Insulin like growth factor I (IGF-I) is a small, 70 amino acid peptide that mimics many of the effects of insulin on carbohydrate, lipid, and protein metabolism. IGF-I and its binding proteins (IGFBPs) function as a complementary system to insulin in the maintenance of glucose homeostasis. Availability of human IGF-I through recombinant DNA technology (rhIGF-I) has allowed investigators to examine the function of the IGF/IGFBP system and to evaluate its potential role as a therapeutic intervention to normalize disturbed fuel metabolism in a variety of glucose-intolerant states. In vitro and in vivo studies have established the insulinomimetic actions of rhIGF-I and its ability to enhance glucose uptake and stimulate intracellar pathways of glucose metabolism. Recognition of IGF-I's stimulatory effect on glucose metabolism has kindled interest in its use as a therapeutic agent to enhance insulin sensitivity and improve glucose tolerance in a variety of insulin resistant states, including growth hormone-induced insulin resistance in adolescents with IDDM; poorly controlled NIDDM patients; individuals with genetic syndromes of extreme insulin resistance; and highly catabolic, severely ill insulin resistant patients suffering from trauma injuries, surgical complications, sepsis, and other catastrophic medical illnesses.
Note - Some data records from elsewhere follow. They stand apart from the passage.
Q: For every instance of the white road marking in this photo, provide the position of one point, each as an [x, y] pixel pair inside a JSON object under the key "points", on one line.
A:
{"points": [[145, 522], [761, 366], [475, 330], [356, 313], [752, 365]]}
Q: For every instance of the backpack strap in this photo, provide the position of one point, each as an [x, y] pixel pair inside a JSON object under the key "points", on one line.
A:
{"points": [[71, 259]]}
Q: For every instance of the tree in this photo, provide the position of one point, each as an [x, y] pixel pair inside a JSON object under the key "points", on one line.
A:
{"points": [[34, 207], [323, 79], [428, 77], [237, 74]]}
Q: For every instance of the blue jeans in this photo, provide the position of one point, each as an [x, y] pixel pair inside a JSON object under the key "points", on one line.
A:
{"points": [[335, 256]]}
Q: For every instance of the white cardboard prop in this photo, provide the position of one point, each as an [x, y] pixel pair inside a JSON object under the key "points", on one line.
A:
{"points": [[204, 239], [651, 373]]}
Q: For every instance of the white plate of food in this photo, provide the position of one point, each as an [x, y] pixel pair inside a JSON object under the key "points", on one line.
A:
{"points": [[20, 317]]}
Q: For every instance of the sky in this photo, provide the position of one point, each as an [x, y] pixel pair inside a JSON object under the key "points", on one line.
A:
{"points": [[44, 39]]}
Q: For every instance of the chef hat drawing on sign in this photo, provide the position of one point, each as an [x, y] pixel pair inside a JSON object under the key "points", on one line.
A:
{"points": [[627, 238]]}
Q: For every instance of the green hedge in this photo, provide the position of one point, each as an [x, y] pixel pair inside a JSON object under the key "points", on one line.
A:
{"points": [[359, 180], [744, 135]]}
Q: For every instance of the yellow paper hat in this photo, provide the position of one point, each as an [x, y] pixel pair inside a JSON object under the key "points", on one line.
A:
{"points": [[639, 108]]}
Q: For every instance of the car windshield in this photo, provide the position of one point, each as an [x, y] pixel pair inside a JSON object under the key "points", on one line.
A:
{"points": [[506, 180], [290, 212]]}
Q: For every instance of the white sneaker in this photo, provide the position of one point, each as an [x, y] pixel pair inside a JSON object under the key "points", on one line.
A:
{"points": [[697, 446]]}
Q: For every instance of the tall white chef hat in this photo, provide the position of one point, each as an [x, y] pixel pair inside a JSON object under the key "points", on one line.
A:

Other clinical applications that are being considered include the use IGF-I to treat acquired immunodeficiency syndrome (AIDS) cachesia and osteoporosis. When used in moderate doses, rhIGF-I has proven to be safe, and in many instances impressive therapeutic benefits have been reported. Not surprisingly, hypoglycemia is the most common side effect. The potential for IGF-I to stimulate cell proliferation and accelerate diabetic vascular complications remains an unresolved issue. Future studies are needed to determine the efficacy and safety of long-term rhIGF-I administration in the treatment of insulin resistant states.